Aan verzoekster kan worden toegegeven dat het meerdere keren onbeantwoord laten van verzoeken tot royement geen schoonheidsprijs verdient, temeer daar het verzoek door de rechtbank eenvoudig had kunnen worden voorgelegd aan de wederpartij met een verzoek om een reactie. Wat daar verder ook van moge zijn, deze feiten liggen wat betreft de verzoeken in 2021 inmiddels zover terug in de tijd dat alleen al om die reden daar nu niet meer over kan worden geklaagd.
4.9.
Wat betreft het vierde verzoek, gedaan op 18 juli 2022, heeft de rechter middels de griffie laten meedelen dat hij dit tijdens de mondelinge behandeling aan de orde zal stellen. En dat is ook gebeurd. Anders dan verzoekster stelt heeft de rechter daarbij niet “wisselend gewinkeld” door in het vonnis in incident te oordelen dat TPG niet bevoegd was het geding aan te spannen terwijl hij tijdens de mondelinge behandeling aangaf dat de tussenkomst doorliep.
4.10.
De rechter heeft tijdens de mondelinge behandeling immers ook toegelicht dat hij in dat vonnis met name het oog had op de interne bevoegdheid binnen de vennootschap waarvan de externe werking beperkt is. Anders gezegd, TPG had wellicht die procedure niet mogen aanspannen maar het is wel gebeurd en nu gelden de gebruikelijke regels voor het royeren van een procedure.
4.11.
Maar zelfs als de rechter zich in die opvatting vergist zou hebben, dan vermag de wrakingskamer nog niet in te zien hoe daardoor, objectief gezien, de schijn van partijdigheid zou kunnen worden opgewekt. Dan zou sprake zijn van een onjuiste beoordeling waarvoor het middel van hoger beroep in het leven is geroepen.

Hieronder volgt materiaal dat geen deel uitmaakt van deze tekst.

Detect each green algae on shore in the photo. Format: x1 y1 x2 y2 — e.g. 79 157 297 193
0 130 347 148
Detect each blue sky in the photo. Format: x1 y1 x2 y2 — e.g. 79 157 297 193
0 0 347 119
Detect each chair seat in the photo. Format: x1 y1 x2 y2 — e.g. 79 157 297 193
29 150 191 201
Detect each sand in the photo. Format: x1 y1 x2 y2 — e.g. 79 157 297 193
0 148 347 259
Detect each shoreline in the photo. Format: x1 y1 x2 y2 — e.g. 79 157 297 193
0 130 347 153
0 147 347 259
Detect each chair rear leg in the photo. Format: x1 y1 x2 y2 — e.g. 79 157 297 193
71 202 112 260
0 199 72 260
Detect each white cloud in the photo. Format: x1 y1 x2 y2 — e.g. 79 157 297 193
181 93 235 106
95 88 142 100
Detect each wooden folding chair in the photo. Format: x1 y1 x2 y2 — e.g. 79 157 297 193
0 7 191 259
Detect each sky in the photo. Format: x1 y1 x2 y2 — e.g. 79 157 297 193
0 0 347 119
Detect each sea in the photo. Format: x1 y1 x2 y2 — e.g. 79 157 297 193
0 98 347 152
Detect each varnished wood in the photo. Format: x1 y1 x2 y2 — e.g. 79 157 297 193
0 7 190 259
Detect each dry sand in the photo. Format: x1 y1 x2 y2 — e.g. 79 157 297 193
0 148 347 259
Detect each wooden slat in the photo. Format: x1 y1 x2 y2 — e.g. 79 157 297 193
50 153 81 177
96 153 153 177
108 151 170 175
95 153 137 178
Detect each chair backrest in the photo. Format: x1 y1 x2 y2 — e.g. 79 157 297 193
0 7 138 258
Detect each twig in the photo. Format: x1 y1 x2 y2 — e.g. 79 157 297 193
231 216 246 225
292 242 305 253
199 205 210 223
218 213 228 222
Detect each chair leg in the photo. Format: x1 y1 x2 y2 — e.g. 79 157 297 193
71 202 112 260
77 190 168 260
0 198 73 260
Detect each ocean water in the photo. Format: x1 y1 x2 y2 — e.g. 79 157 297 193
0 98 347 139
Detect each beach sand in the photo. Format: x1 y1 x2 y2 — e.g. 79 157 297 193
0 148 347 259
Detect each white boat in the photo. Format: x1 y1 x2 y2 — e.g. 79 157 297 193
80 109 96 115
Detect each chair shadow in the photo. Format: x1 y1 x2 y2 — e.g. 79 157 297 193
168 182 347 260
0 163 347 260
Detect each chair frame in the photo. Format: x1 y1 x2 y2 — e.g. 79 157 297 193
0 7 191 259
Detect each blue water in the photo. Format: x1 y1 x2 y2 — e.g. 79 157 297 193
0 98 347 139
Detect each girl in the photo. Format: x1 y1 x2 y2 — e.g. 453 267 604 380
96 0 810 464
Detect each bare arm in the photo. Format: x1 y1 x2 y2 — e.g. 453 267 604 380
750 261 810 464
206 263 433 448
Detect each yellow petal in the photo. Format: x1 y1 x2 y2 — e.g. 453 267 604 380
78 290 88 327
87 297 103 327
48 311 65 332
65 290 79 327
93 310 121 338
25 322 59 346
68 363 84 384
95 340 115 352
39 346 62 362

Een onjuist oordeel op zich is nog geen objectief gerechtvaardigde aanwijzing voor partijdigheid.
4.12.
Ten slotte, de wrakingskamer stelt aan de hand van het proces-verbaal van de zitting vast dat het definitieve besluit over het verzoek tot royement nog niet genomen is. De wraking heeft immers plaats gevonden vóórdat de rechter heeft kunnen beslissen of de wederpartij nog een antwoordakte mocht nemen – of bijvoorbeeld haar standpunt maar ter zitting kenbaar moest maken – en evenmin heeft hij kunnen beslissen met betrekking tot het verzochte royement. Uit het proces-verbaal kan de wrakingskamer ook niet opmaken dat de rechter daarover al een oordeel klaar zou hebben gehad. Van enige, door verzoekster aan de wraking ten grondslag gelegde, rechtsweigering is daarom niet gebleken.
4.13.
Het vorenstaande leidt er toe dat het verzoek tot wraking zal worden afgewezen.

5.De beslissing

De wrakingskamer:
- wijst het verzoek tot wraking af.
Deze beslissing is gegeven door mr. M.B.T.G. Steeghs, voorzitter en
mr. R.A.J. van Leeuwen en mr. A.K. Kleine, leden, bijgestaan door P.J.C. Hendriks als griffier en in het openbaar uitgesproken op 1 september 2022.